A number of methods of synthesis of the quinacridones are reported. Each of these involves several stages, accounting at least in part for the somewhat higher cost of these pigments. The two most important routes to the parent compound are outlined in Scheme 4.9. In both cases, the starting material, diethyl succinylsuccinate (84, 1 mol), which may be prepared by a base-catalysed self-condensation of a succinic acid diester, is condensed with aniline (2 mol) to form the 2,5-diphenylamino — 3,6-dihydroterephthalic acid diester (85). Diester 85 undergoes ring closure at an elevated temperature in a high boiling solvent to give the dihydroquinacridone (86), which is relatively easily oxidised (e. g. with
sodium 3-nitrobenzene-1-sulfonate)to the quinacridone 65a. Alternatively, compound 85 may be oxidised to the 2,5-diarylaminoterephthalate diester 87. Base hydrolysis of the diester, followed by ring closure by treatment, for example, with polyphosphoric acid gives the quinacridone.
The formation of a DPP molecule was first reported in 1974 as a minor product in low yield from the reaction of benzonitrile with ethyl bro — moacetate and zinc. A fascinating study by research chemists at Ciba Geigy into the mechanistic pathways involved in the formation of the molecules led to the development of an efficient ‘one-pot’ synthetic procedure to yield DPP pigments from readily available starting materials, as illustrated in Scheme 4.10. The reaction involves the treatment of diethyl succinate (1 mol) with an aromatic cyanide (2 mol) in the presence of a strong base. The reaction proceeds through the intermediate 88, which may be isolated and used to synthesise unsymmetrical derivatives.

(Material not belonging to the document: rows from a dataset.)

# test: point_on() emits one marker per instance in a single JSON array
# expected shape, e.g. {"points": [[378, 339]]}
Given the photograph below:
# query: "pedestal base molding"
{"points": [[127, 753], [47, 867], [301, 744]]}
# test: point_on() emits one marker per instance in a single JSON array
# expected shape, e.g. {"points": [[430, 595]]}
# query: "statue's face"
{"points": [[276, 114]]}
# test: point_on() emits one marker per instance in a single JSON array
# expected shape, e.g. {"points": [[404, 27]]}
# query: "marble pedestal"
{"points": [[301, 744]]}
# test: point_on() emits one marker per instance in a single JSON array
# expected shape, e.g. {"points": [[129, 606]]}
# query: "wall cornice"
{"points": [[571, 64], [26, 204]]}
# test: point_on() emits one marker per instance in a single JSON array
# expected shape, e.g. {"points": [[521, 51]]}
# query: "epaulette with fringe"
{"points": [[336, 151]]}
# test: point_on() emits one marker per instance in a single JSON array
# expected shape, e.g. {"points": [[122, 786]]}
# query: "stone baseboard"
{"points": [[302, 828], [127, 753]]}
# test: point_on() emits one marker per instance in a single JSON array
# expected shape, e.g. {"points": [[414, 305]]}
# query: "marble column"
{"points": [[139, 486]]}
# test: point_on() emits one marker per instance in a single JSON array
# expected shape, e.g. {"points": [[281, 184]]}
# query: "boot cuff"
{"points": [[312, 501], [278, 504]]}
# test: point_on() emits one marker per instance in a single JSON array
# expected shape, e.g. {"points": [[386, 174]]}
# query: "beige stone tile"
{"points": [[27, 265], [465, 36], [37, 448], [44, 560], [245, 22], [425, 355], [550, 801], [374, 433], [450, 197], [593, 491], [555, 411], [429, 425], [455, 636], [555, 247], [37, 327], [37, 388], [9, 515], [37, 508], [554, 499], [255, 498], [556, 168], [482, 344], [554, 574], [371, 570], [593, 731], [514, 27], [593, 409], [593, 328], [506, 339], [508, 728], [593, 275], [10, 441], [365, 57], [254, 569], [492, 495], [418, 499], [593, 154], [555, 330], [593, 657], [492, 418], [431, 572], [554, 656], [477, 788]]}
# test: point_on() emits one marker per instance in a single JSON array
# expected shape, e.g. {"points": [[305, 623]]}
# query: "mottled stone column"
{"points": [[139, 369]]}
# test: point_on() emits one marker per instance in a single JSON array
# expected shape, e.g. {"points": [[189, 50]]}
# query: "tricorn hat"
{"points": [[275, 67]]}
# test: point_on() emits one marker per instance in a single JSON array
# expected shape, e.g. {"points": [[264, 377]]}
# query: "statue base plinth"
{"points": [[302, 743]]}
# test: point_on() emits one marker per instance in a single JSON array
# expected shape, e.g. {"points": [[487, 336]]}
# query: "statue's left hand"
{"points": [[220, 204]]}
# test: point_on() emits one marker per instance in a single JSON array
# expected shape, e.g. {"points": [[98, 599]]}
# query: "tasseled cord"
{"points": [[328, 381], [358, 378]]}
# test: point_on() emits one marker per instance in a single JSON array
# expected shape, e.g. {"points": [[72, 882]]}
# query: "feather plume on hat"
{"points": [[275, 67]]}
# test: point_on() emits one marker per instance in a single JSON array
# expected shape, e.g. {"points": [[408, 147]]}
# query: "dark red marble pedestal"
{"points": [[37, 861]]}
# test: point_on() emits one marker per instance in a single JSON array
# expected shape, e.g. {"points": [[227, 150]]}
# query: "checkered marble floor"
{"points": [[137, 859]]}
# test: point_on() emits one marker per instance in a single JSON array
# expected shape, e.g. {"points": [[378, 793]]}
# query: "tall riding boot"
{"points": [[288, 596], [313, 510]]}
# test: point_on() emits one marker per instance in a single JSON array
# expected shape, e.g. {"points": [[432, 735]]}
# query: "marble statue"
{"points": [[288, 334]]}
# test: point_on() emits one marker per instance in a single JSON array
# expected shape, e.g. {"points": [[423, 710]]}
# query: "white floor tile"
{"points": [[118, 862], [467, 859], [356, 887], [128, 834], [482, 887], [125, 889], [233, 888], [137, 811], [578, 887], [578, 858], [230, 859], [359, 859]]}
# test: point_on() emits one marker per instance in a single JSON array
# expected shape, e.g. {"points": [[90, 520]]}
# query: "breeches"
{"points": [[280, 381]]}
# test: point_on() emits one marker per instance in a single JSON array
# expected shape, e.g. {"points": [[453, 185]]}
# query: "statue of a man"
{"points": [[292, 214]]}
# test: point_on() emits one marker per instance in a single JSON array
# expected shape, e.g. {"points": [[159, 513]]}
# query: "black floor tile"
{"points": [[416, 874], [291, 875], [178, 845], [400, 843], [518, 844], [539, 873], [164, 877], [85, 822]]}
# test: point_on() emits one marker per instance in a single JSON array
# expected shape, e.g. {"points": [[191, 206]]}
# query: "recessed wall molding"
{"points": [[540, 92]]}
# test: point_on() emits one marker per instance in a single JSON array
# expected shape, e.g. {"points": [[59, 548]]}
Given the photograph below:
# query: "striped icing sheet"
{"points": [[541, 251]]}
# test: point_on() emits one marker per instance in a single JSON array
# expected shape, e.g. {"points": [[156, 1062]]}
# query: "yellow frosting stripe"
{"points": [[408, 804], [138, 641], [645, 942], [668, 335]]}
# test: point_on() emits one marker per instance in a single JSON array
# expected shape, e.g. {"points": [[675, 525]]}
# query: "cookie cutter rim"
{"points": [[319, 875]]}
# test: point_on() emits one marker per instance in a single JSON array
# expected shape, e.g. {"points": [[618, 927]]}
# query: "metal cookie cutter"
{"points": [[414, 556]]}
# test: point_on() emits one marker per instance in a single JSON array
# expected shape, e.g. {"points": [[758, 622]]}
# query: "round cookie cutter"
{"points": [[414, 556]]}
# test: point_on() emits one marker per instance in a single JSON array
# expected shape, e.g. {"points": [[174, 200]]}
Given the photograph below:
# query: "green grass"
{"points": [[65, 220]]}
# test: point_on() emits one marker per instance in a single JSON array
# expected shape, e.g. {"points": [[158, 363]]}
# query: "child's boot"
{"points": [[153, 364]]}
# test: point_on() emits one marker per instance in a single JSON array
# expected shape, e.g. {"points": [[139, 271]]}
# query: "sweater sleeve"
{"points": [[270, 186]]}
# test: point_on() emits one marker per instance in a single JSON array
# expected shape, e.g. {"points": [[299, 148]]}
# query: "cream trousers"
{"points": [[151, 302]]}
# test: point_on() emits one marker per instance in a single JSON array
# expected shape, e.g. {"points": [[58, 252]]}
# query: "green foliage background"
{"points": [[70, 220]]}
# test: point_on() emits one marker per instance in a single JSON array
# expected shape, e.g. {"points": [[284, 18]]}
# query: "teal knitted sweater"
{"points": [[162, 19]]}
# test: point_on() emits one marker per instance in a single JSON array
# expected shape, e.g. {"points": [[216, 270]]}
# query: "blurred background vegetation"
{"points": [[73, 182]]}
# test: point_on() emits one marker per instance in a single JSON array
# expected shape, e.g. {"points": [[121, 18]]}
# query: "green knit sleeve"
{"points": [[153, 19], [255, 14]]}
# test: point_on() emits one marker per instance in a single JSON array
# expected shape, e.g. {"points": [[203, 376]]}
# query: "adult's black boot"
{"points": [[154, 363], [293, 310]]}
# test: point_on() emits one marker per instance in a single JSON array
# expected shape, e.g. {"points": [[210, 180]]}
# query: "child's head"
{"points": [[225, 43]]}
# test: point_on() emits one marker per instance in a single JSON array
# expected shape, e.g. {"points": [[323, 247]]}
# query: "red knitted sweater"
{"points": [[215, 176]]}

Perylenes (70) are diimides of perylene-3,4,9,10-tetracarboxylic acid, and may be prepared by reaction of the bis-anhydride of this acid, 89 (1 mol) with the appropriate amine (2 mol) in a high-boiling solvent as illustrated in Scheme 4.11. The synthesis of perinones 71 and 72 involves condensation of naphthalene-1,4,5,8-tetracarboxylic acid with benzene — 1,2-diamine in refluxing acetic acid. This affords a mixture of the two isomers, which may be separated by a variety of methods, generally involving their differential solubility in acids and alkalis.